Je suis allée sur la trace d’Edmond Charlot. Pour cela, j’ai écumé les fonds d’archives, rencontré ses amis encore vivants (comme le poète Frédéric Jacques Temple), j’ai aussi bénéficié de l’aide de Jean-Charles Domens, imprimeur et éditeur à Pézenas et qui a travaillé avec Charlot. Ensuite, j’ai fouillé les archives des journaux de l’époque, j’ai lu les carnets, mémoires, journaux, biographies et correspondances des gens qui entouraient Charlot (éditeurs, journalistes, écrivains…). Bien sûr, j’ai écouté toutes les émissions de radio et regardé tous les documentaires le concernant.
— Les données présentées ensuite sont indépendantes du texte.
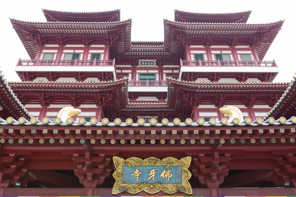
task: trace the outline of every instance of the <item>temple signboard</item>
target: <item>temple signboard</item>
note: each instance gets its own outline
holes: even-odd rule
[[[191,176],[188,170],[191,160],[191,157],[180,160],[168,157],[162,160],[154,157],[143,160],[113,157],[116,170],[113,174],[115,182],[112,194],[136,194],[142,191],[148,194],[162,191],[166,194],[181,192],[192,194],[188,181]]]
[[[150,120],[152,118],[154,118],[156,120],[156,122],[158,120],[158,116],[137,116],[137,118],[138,120],[143,118],[144,119],[145,123],[149,123]]]
[[[139,67],[156,67],[156,60],[139,60]]]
Quand il a fallu combler les trous, j’ai simplement brodé, imaginé, relié les bouts.

Vous utilisez le «nous» pour les autres parties du livre. A quoi correspond ce choix ?

Il correspond aux habitants du quartier par moment, aux Algériens à d’autres moments, mais aussi aux miens au sens large et, enfin, pour la première partie d’octobre 61, aux policiers français. Il était important ce « nous ». Il me permettait de ne pas prendre de recul sur certaines parties de l’histoire, d’assumer la part subjective des parties dites « historiques ».

Le roman est construit sur deux époques. Celle d’Edmond Charlot à travers son journal et celle de Ryad, étudiant parisien, qui débarque à Alger pour vider la librairie. Deux époques différentes mais aussi deux histoires de jeunes dans deux époques différentes. Peut-on y voir un parallèle entre les deux générations ?

Je n’aime pas beaucoup l’idée d’un parallèle linéaire entre un Charlot et un Ryad. Je le vois plutôt ainsi : Charlot a ouvert, en novembre 1936, un minuscule endroit qui fut le départ de l’œuvre de sa vie. J’imagine dans mon roman qu’il passe le lieu à Abdallah, merveilleux personnage, qui, à son tour, tente de le passer à Ryad, mais ce dernier n’en veut pas. Il n’aime pas lire -et là, on ne le jugera pas, car on se souviendra des dix droits du lecteur de Pennac dont le premier était : le droit de ne pas lire. Ryad est surtout amoureux et donc hermétique à tout ce qui ne concerne pas Claire, la jeune femme qui habite ses pensées. Il arrive à Alger un peu par hasard et ne souhaite qu’une chose : terminer au plus vite sa tâche et repartir. Evidemment, Abdallah ne l’entend pas ainsi et va se lancer dans une espèce de discussion socratique avec le jeune homme.

Que représentait la Méditerranée (où ses cendres ont été répandues) pour Charlot ?

Charlot avait un attachement fort pour les pays de la Méditerranée. Il vivra la plus grande partie de sa vie sur les rives de cette dernière (Algérie, Turquie, Maroc…). La première collection des livres qu’il publie en 1936 s’appelle d’ailleurs « Méditerranéennes » (au féminin et au pluriel).

Charlot était éditeur, libraire, bibliothécaire, galeriste et à l’origine de revues. Que nous dit-il sur son époque et – faisons encore un peu de fiction – Qu’aurait-il dit sur la nôtre ?

Il nous dit beaucoup de choses sur son époque, ne serait-ce qu’à travers les livres qu’il publie. Si je devais n’en retenir que trois. « Révoltes dans les Asturies » est une pièce de théâtre interdite par la municipalité, la publication du «Silence de la mer», de Vercors, témoigne de l’engagement de Charlot pendant la Seconde guerre mondiale et, enfin, lorsqu’il publie le rapport sur les massacres de Sétif, il est obligé de masquer le nom des imprimeurs pour leur épargner tout problème. Que dirait-il sur notre époque ? Il reprendrait peut-être les mots de son professeur Jean Grenier : « Avec du cœur et quelques amis, on peut faire de grandes choses. »

«Nos Richesses», de Kaouther Adimi. Roman, 216 pages. Editions Barzakh, Alger, août 2017. Prix : 600 DA.